The BVI comprise nearly 60 islands (most not inhabited) of which the main ones are Virgin Gorda, Anegada, Tortola and Jost Van Dyke. We started our journey at Virgin Gorda, the ‘fat’ virgin, so called because Columbus thought that the island's profile on the horizon looks like a fat woman lying on her side. The Virgin Islands generally are swarming with tourists and the spot we chose, The Baths, was particularly crowded. We managed to find a spot to anchor and then, miraculously, late afternoon, all the other boats disappeared, leaving us in solitary splendour in this magnificent spot. We promptly moved onto a mooring buoy and then went for a fabulous bit of snorkelling amongst the beautiful grottoes that have been formed by huge volcanic granite boulders lying in scenic piles along the beach.
The Baths, Virgin Gorda |
We moved along next morning before the daily swarm arrived and sailed on to Road Harbour on the island of Tortola to do our check-in. The water was so crowded with yachts it felt like we were in the middle of a regatta! The anchorage at Road Harbour was crowded and the holding was very poor. I stayed on board to watch the boat whilst Mike went in to do formalities and a bit of shopping. He returned some hours later with steam coming out of his ears; check-in had been rather expensive! Very unhappy with the anchorage, we moved straight away to the beautiful, and much less crowded, White Bay on the island of Jost Van Dyke. We spent two nights there and managed to collect a decent amount of water during a hefty downpour. We took a long walk to the next bay and visited the famous ‘Foxys’ bar. Saw no one famous, needless to say.
White Bay, Jost Van Dyke |
The USVI comprises four main islands – St Croix, St John, St Thomas and Water Island, as well as several dozen smaller islands. The US Virgins are considerably more sophisticated than the BVI and check-in was free – we liked it better there!
17 April 2003
Our first port of call was Cruz Bay on St John and we arrived on the morning of Good Friday. Once we’d done our check-in and bought some extremely expensive pills for Mike ($12 for 10 days worth!), we went off to get something to eat. I ordered a glass of wine and was taken aback to be told no alcohol could be obtained anywhere on the island until after 4pm – because it was Good Friday. Most young English now refer to it as ‘Bank Holiday Friday’ but Americans are apparently made of sterner stuff. After lunch we took a long, hot, tour of the place, ending up at a beach bar where we waited, along with a large crowd of thirsty locals, till four o’clock for their advertised house special of ‘Painkillers’ – rum, coconut, pineapple and orange juice. We had two each and they were worth the wait.
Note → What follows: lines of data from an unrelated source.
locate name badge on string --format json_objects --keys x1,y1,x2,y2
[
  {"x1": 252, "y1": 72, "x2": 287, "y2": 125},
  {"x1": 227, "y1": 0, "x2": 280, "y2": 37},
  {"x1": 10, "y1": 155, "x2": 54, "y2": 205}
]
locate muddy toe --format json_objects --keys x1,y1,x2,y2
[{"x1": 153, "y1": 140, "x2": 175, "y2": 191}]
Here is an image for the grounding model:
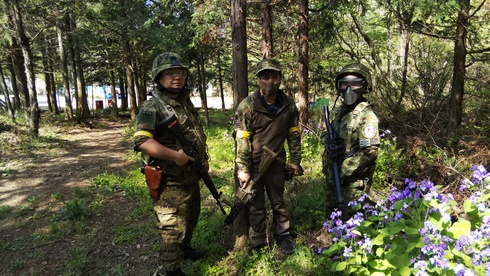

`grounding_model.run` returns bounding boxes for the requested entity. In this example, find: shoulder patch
[138,110,155,124]
[362,125,378,139]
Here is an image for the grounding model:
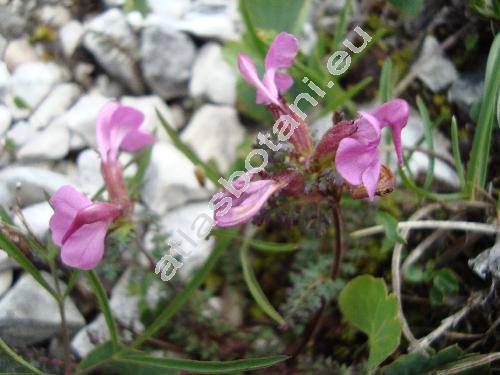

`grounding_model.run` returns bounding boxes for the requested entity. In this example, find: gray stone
[448,72,484,112]
[83,8,143,93]
[189,43,236,105]
[59,20,85,57]
[9,62,68,108]
[30,83,81,128]
[141,24,195,99]
[121,95,181,142]
[469,239,500,280]
[14,202,54,241]
[6,121,36,147]
[4,38,39,71]
[414,36,458,92]
[17,125,70,160]
[0,105,12,137]
[141,142,209,214]
[161,203,215,279]
[0,272,85,345]
[181,104,245,171]
[0,166,72,206]
[53,92,109,147]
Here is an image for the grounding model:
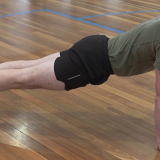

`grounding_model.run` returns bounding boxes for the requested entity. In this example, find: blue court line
[78,10,160,19]
[0,9,44,18]
[44,9,124,33]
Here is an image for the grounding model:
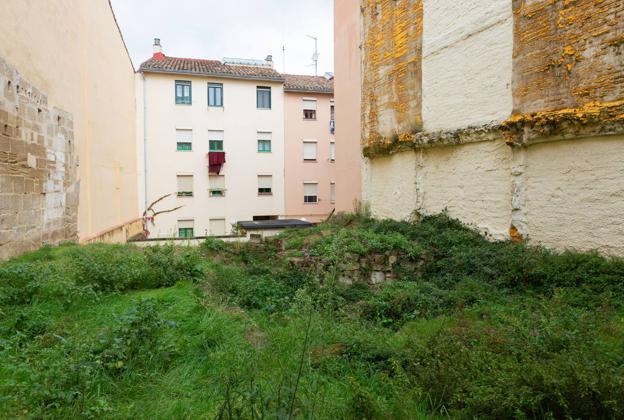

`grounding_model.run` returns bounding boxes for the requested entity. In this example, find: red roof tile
[139,56,284,82]
[283,74,334,93]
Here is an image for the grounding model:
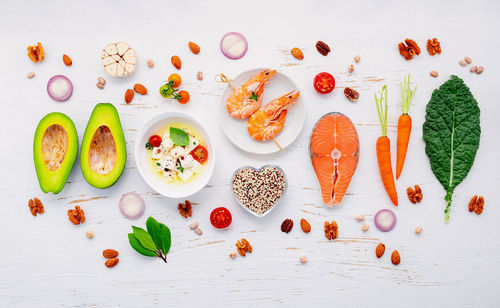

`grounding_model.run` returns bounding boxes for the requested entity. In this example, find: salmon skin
[309,112,359,206]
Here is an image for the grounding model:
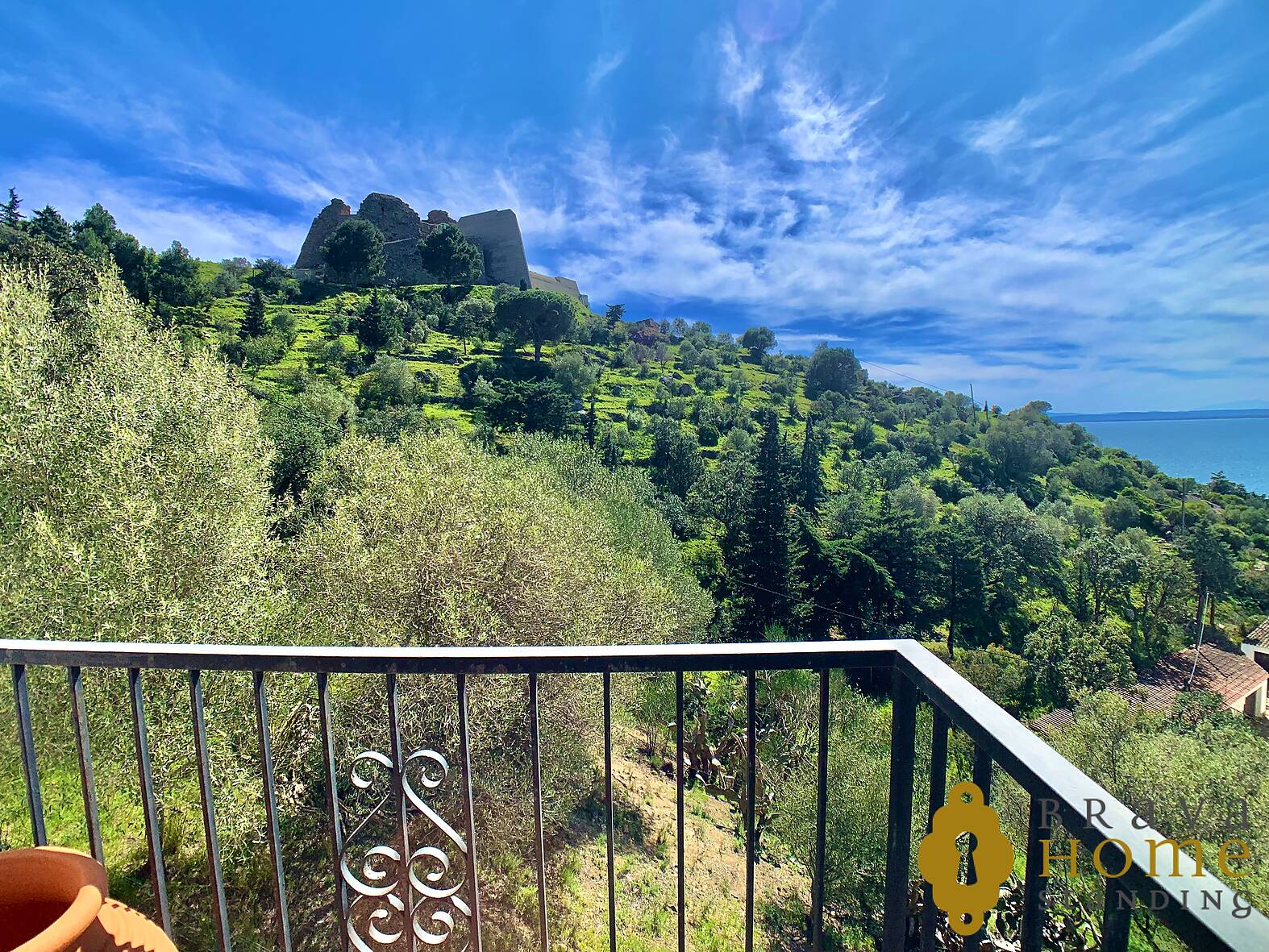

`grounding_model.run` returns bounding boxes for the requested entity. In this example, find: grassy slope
[214,285,831,462]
Cruz Bay, St John Island |
That night we had heavy rain again accompanied by hard winds. Our anchor dragged and we had to re-anchor, but on the up-side we did manage to collect more water. It was extremely hot by now and the rain brought a welcome relief, albeit short lived.
We moved on and anchored at Honeymoon Bay on Water Island, off St Thomas. It was nice there, but very crowded and hot so we didn’t linger - at this point it was cooler to sail, at least you got a bit of a breeze! Leaving the area, we passed a smallish, obviously uninhabited, island sporting a large ‘For Sale $20 million’ banner. Buy that and be neighbours with Richard Branson!